Наконец редактор перешел к существу дела. Он сказал, что все больше и больше людей попадают за решетку лишь по той причине, что отстаивают собственные взгляды, и в заключение объявил: — Вот почему мы пришли к выводу, что надо действовать.
— Как же вы собираетесь действовать? — спросил Томаш. Тут вступил в разговор его сын. Томаш впервые услышал, как он говорит. И с удивлением обнаружил, что сын заикается.
— У нас есть сведения, что политзаключенные содержатся в тяжелых условиях. Состояние некоторых из них поистине катастрофическое. Поэтому мы решили обратиться с петицией, которую могли бы подписать самые известные чешские интеллектуалы, чьи имена еще имеют кой-какой вес.
Впрочем, нет, он не заикался, скорее лишь слегка запинался, что замедляло поток его речи, и потому каждое произнесенное им слово помимо его воли как бы подчеркивалось и удлинялось. Он явно осознавал это, и его щеки, за минуту до этого побледневшие, теперь вновь стали красными.

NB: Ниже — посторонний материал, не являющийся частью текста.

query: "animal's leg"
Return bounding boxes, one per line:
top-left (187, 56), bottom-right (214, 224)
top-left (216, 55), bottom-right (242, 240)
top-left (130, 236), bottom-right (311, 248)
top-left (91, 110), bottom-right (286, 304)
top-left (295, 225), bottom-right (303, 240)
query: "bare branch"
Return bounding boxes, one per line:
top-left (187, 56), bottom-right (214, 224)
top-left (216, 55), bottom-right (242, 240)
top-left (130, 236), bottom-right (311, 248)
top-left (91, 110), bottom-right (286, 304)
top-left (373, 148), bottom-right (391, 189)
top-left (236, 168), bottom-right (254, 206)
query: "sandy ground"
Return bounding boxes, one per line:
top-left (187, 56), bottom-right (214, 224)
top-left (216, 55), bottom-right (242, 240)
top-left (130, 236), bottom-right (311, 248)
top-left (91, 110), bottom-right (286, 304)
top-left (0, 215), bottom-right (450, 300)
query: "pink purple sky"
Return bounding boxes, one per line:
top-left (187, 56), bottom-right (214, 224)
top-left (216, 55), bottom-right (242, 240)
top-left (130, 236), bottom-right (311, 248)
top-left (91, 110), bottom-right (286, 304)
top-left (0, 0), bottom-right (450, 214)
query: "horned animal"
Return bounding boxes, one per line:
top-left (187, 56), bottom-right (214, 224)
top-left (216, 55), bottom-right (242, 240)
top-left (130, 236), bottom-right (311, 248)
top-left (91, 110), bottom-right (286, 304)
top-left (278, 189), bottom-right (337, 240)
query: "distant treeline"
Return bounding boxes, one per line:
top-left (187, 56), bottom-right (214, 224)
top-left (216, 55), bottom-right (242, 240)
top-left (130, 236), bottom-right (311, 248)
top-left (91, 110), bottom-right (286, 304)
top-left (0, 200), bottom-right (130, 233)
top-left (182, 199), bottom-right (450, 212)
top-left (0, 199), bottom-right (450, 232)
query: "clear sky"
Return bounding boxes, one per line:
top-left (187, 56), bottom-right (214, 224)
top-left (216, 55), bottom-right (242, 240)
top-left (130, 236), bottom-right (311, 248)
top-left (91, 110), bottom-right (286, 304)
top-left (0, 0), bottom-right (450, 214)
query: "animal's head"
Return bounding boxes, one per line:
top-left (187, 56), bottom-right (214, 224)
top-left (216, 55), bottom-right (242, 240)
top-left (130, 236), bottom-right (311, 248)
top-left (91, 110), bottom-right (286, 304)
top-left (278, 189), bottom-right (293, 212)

— Вы хотите получить от меня совет, к кому обратиться в моей области? — спросил Томаш.
— Нет, — засмеялся редактор. — Нам не нужен ваш совет. Нам нужна ваша подпись!
Он снова почувствовал себя польщенным! Он снова обрадовался, что кто-то еще не забыл, что он хирург! И если сопротивлялся, то лишь из скромности: — Помилуйте! То, что меня вышвырнули с работы, еще не Доказательство, что я признанный врач!
— Мы не забыли, что вы написали в наш еженедельник! — улыбнулся Томашу редактор.
С каким-то восторгом, который, возможно, ускользнул от Томаша, сын вздохнул: — Конечно!
Томаш сказал: — Я не уверен, что мое имя на некой петиции может помочь политзаключенным. Не лучше ли было бы взять подписи у тех, кто до сих пор еще не в опале и сохранил хоть минимальное влияние на предержащие власти?
Редактор засмеялся: — Разумеется, лучше!
Сын Томаша тоже засмеялся; это был смех человека, который уже многое понял на своем веку: — Одно плохо — те никогда ее не подпишут!
Редактор продолжал: — Это вовсе не значит, что мы не ходим к ним за подписью! Мы не так обходительны, чтобы избавить их от неловкости, — смеялся он. — Послушали бы вы их отговорки! Потрясающие!
Сын одобрительно смеялся.
Редактор продолжал: — Естественно, они в один голос твердят, что целиком с нами согласны, только, дескать, желательно все делать иначе: тактичнее, разумнее, деликатнее. Они до дрожи боятся подписать петицию и в то же время не хотят, чтобы мы думали о них плохо, если они не подпишут.